Question

In Exercises 15 and 16, use the factorization \(A = QR\) to find the least-squares solution of \(A{\bf{x}} = {\bf{b}}\).

15. \(A = \left( {\begin{aligned}{{}{}}{\bf{2}}&{\bf{3}}\\{\bf{2}}&{\bf{4}}\\{\bf{1}}&{\bf{1}}\end{aligned}} \right) = \left( {\begin{aligned}{{}{}}{\frac{{\bf{2}}}{{\bf{3}}}}&{ - \frac{{\bf{1}}}{{\bf{3}}}}\\{\frac{{\bf{2}}}{{\bf{3}}}}&{\frac{{\bf{2}}}{{\bf{3}}}}\\{\frac{{\bf{1}}}{{\bf{3}}}}&{ - \frac{{\bf{2}}}{{\bf{3}}}}\end{aligned}} \right)\left( {\begin{aligned}{{}{}}{\bf{3}}&{\bf{5}}\\{\bf{0}}&{\bf{1}}\end{aligned}} \right)\), \({\bf{b}} = \left( {\begin{aligned}{{}{}}{\bf{7}}\\{\bf{3}}\\{\bf{1}}\end{aligned}} \right)\)

Short answer

The least-square solution of \(A{\bf{x}} = {\bf{b}}\) is \(\left( {\begin{aligned}{{}{}}4\\{ - 1}\end{aligned}} \right)\).

Step-by-step solution

Use the least-square solution

Compare the given solution with the equation \(R{\bf{\hat x}} = {Q^T}{\bf{b}}\).
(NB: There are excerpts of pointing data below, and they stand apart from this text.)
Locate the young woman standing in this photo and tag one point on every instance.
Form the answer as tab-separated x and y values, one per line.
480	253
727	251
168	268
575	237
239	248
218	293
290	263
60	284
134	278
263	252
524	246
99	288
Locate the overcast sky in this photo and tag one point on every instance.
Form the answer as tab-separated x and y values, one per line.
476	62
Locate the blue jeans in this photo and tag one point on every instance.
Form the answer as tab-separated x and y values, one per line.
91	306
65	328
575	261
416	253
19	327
\({Q^T}{\bf{b}} = \left( {\begin{aligned}{{}{}}{\frac{2}{3}}&{\frac{2}{3}}&{\frac{1}{3}}\\{ - \frac{1}{3}}&{\frac{2}{3}}&{ - \frac{2}{3}}\end{aligned}} \right)\left( {\begin{aligned}{{}{}}7\\3\\1\end{aligned}} \right)\), \(R = \left( {\begin{aligned}{{}{}}3&5\\0&1\end{aligned}} \right)\)

Find the product \({Q^T}{\bf{b}}\)

The product \({Q^T}{\bf{b}}\) can be calculated as follows:

\(\begin{aligned}{}{Q^T}{\bf{b}} &= \left( {\begin{aligned}{{}{}}{\frac{2}{3}}&{\frac{2}{3}}&{\frac{1}{3}}\\{ - \frac{1}{3}}&{\frac{2}{3}}&{ - \frac{2}{3}}\end{aligned}} \right)\left( {\begin{aligned}{{}{}}7\\3\\1\end{aligned}} \right)\\ &= \left( {\begin{aligned}{{}{}}{\frac{{14}}{3} + \frac{6}{3} + \frac{1}{3}}\\{ - \frac{7}{3} + \frac{6}{3} - \frac{2}{3}}\end{aligned}} \right)\\ &= \left( {\begin{aligned}{{}{}}7\\{ - 1}\end{aligned}} \right)\end{aligned}\)

Write the augmented matrix \(\left( {\begin{aligned}{{}{}}R&{{Q^T}{\bf{b}}}\end{aligned}} \right)\)

The augmented matrix is:

\(\begin{aligned}{}\left( {\begin{aligned}{{}{}}R&{{Q^T}{\bf{b}}}\end{aligned}} \right) &= \left( {\begin{aligned}{{}{}}3&5&7\\0&1&{ - 1}\end{aligned}} \right)\\ &= \left( {\begin{aligned}{{}{}}1&{\frac{5}{3}}&{\frac{7}{3}}\\0&1&{ - 1}\end{aligned}} \right)\,\,\,\,\,\,\,\,\,\,\,\,\,\,\,\,\,\,\,\,\,\,\,\,\,\,\,\,\,\,\,\,\,\,\,\,\,\,\,\,\,\,\,\,\,\,\,\,\,\,\,\,\left( {{R_1} \to \frac{{{R_1}}}{3}} \right)\\ &= \left( {\begin{aligned}{{}{}}1&0&4\\0&1&{ - 1}\end{aligned}} \right)\,\,\,\,\,\,\,\,\,\,\,\,\,\,\,\,\,\,\,\,\,\,\,\,\,\,\,\,\,\,\,\,\,\,\,\,\,\,\,\,\,\,\,\,\,\,\,\,\,\,\left( {{R_1} \to {R_1} - \frac{5}{3}{R_2}} \right)\end{aligned}\)

Thus, the least square solution of \(A{\bf{x}} = {\bf{b}}\) is \(\left( {\begin{aligned}{{}{}}4\\{ - 1}\end{aligned}} \right)\).